Senopati Pamungkas (1) Karya Arswendo Atmowiloto di http://ceritasilat-novel.blogspot.com by Saiful Bahri Situbondo

   
"Rasanya ada gunanya mendengarkan pendapatmu."

   "Maaf, hamba hanya mengutarakan yang biasa-biasa.

   "Karena Mahapatih Nambi sedang mabuk kemenangan saat ini."

   "Halayudha...

   "Kudengar ilmu silatmu juga cukup sakti. Apakah kamu tidak bisa mengusahakan penyembuhan Pendeta Syangka?"

   Darah dalam nadi Halayudha bergolak.

   Kemarahannya mencapai puncak.

   Kehadiran Pendeta Syangka justru sangat menyulitkan posisinya.

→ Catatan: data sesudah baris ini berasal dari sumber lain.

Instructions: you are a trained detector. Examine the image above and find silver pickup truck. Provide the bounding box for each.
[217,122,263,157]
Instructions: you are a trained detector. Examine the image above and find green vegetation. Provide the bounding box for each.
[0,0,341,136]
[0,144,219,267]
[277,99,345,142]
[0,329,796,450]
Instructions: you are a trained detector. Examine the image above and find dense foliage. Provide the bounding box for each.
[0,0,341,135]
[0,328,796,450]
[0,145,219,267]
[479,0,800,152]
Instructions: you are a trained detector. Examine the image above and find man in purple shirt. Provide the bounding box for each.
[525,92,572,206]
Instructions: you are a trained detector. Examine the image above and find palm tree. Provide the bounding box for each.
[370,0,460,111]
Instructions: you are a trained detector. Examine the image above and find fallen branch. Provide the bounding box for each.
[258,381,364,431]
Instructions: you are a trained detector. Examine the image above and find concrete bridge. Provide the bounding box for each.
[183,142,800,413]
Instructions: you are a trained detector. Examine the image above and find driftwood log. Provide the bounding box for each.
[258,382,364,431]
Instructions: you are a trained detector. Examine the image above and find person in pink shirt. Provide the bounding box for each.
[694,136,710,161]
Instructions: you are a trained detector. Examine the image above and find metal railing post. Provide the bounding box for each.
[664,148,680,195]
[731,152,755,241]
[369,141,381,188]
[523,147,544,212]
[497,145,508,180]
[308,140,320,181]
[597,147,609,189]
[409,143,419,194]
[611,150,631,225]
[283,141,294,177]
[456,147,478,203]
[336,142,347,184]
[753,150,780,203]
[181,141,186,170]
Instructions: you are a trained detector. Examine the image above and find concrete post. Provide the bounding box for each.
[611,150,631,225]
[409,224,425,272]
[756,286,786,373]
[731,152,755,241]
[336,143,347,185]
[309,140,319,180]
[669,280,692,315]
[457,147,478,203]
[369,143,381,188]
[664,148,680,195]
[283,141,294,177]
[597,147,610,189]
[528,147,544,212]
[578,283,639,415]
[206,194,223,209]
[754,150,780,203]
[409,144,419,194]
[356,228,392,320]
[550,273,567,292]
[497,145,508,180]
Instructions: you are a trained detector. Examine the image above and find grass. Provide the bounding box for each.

   Karena begitu Putra Mahkota naik takhta, pasti Pendeta Syangka yang akan menguasai segalanya.

   Berarti tak ada tempat baginya.

   Sudah bagus sekarang ini keadaannya setengah mati.

   Akan tetapi Halayudha memendam semua perasaannya.

   "Hamba hanya bisa mencoba.

   "Kemurahan Dewa akan menyertai pendeta yang bijak dan mulia. Hanya karena dasar ilmu silat dari Syangka berbeda, hamba memerlukan waktu untuk mempelajari..."

   Dengan pendekatan begini, Halayudha bisa menguasai secara resmi.

   Paling tidak ini memberi kesempatan buat mengulur waktu, kalau tak bisa segera disembuhkan.

   Dan Halayudha bisa mempelajari ilmu Pendeta Sidateka.

   Selama ini, bagi Halayudha masih menimbulkan teka-teki.

   Karena luka di dalam tubuh Pendeta Syangka tidak mengalirkan darah segar, melainkan dalam bentuk gumpalan-gumpalan.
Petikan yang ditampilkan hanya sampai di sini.